We’re pleased to announce our first class of ThinkNW Marketing All-Stars. Chosen by the ThinkNW board and executive team, this program kicks off a tradition of recognizing the unique marketing talent that drives our industry and region forward.
We asked our honorees to share a bit about their work, lives and what the Pacific Northwest means to them.
Here’s what Aimee Johnson, CMO of Zillow, had to say.
How long have you been in your current role?
What do you value most in your work in this role, and what do you consider your biggest accomplishment in your current role?
I very much value the great people and culture to work with every day. The impact every person can have on a customer’s real estate journey/transaction.
Biggest accomplishment? Co-creating “Customer as our North Star” value. This concept is meant to help all employees strive to understand what the customer problems are that we are solving and solve them in a real and meaningful way.
What do you like to do outside of your work?
I like to spend time with my family and friends and typically go on long weekend outings. I enjoy boating, road biking, and long walks that end with a trip to the ice cream store.
What impact does the Pacific Northwest have on your work?
First, the style of working here: I’m an innovative person at heart. I love solving meaty customer and business problems. What stands out to me here is how people lead with optimism, innovation and experimentation. The can-do mentality surrounding you in the PNW is freeing from the weight of more traditional thinking or the risk avoidance and baggage of older companies. That said, the “Seattle Nice” / passive-aggressive communication style is real and takes a while to get used to navigating.
Additionally, the access to the outdoors is pretty unparalleled—jump on a bike, head to the water, ski down a mountain. You can do any of these things and still have half your day left. I often go on a walk by the Sculpture Garden to free up my brain and get the creative juices flowing.

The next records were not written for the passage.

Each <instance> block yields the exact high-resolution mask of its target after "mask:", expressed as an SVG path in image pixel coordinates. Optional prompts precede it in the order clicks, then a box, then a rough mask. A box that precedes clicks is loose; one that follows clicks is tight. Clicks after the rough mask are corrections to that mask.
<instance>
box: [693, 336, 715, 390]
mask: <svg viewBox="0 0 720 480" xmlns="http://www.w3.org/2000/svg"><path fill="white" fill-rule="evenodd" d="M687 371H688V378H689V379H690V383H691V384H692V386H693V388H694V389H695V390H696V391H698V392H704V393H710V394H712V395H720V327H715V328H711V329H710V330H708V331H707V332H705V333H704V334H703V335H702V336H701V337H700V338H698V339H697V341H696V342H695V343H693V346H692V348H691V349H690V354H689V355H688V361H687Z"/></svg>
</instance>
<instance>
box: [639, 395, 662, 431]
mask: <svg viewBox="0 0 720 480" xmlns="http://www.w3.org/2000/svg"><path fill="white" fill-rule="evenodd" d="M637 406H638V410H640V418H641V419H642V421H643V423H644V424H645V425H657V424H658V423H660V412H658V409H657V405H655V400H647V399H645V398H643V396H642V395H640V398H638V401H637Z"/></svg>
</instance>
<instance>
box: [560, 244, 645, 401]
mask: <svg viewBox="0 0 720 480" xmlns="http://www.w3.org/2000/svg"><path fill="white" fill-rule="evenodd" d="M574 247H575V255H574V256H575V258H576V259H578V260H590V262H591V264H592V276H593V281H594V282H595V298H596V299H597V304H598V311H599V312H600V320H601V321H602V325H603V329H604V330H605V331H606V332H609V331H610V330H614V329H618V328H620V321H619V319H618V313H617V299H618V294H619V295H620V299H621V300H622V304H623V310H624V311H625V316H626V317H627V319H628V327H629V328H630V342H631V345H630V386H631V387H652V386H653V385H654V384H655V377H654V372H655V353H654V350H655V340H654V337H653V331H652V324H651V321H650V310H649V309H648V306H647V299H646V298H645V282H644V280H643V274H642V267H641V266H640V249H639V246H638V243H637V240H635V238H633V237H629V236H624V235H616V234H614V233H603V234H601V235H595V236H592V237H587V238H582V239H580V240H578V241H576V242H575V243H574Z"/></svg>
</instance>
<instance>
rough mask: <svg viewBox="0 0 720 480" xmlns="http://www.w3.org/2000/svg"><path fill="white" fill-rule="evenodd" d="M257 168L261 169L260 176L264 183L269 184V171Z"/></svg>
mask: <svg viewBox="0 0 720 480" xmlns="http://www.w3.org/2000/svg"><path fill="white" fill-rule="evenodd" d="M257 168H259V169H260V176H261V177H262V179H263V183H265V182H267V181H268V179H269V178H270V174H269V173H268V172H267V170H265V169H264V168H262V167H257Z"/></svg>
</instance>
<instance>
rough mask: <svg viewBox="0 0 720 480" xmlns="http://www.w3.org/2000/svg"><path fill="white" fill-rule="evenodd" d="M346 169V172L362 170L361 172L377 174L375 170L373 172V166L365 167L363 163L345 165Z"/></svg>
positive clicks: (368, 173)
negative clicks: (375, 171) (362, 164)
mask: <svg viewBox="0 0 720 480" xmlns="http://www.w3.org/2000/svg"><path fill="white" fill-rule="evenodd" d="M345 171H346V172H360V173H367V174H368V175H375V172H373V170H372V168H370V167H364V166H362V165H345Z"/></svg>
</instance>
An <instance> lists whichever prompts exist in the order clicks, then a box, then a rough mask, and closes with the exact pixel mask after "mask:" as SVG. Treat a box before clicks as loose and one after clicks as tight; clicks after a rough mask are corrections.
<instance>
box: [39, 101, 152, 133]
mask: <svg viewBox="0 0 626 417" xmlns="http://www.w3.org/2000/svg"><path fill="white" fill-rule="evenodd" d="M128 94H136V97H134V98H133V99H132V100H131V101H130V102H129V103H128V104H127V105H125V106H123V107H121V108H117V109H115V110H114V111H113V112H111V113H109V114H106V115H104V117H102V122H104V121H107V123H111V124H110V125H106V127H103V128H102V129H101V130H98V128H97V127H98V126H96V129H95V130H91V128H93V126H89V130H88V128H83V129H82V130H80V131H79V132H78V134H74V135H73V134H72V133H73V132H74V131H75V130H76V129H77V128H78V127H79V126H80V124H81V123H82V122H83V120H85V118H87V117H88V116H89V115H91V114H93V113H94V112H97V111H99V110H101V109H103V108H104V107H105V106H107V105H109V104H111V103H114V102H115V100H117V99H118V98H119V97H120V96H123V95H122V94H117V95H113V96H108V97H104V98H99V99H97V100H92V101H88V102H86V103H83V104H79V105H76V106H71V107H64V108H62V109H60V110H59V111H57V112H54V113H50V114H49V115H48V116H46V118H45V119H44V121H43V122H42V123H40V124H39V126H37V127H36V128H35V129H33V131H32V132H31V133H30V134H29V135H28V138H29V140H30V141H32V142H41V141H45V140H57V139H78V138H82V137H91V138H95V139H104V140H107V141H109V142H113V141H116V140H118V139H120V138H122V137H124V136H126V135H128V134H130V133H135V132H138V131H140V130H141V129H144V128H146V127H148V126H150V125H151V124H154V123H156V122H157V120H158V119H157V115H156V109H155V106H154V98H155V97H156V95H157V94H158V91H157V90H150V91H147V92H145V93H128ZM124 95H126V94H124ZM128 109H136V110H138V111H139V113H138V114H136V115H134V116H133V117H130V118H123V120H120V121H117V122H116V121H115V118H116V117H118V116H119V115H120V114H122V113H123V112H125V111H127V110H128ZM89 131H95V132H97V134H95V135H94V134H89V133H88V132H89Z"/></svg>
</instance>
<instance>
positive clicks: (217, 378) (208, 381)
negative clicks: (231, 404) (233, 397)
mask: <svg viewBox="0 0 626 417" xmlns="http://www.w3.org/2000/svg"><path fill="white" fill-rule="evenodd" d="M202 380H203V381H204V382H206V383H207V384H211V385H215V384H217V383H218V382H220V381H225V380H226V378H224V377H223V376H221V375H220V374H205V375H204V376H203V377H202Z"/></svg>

How would you characterize the Pacific Northwest marketing/creative community? In your mind, what makes it unique?
Compared to other major U.S. business hubs, Seattle is a small city for marketing and creativity. Seems like everyone is, at most, one degree of separation from each other. This can actually be very advantageous b/c you can literally pick up the phone and find someone who knows someone to help you think through ideas locally. To get a broader marketing view, I make sure I’m part of organizations like Marketing50, the ANA, the MMA, Marketers That Matter and Forbes CMOs.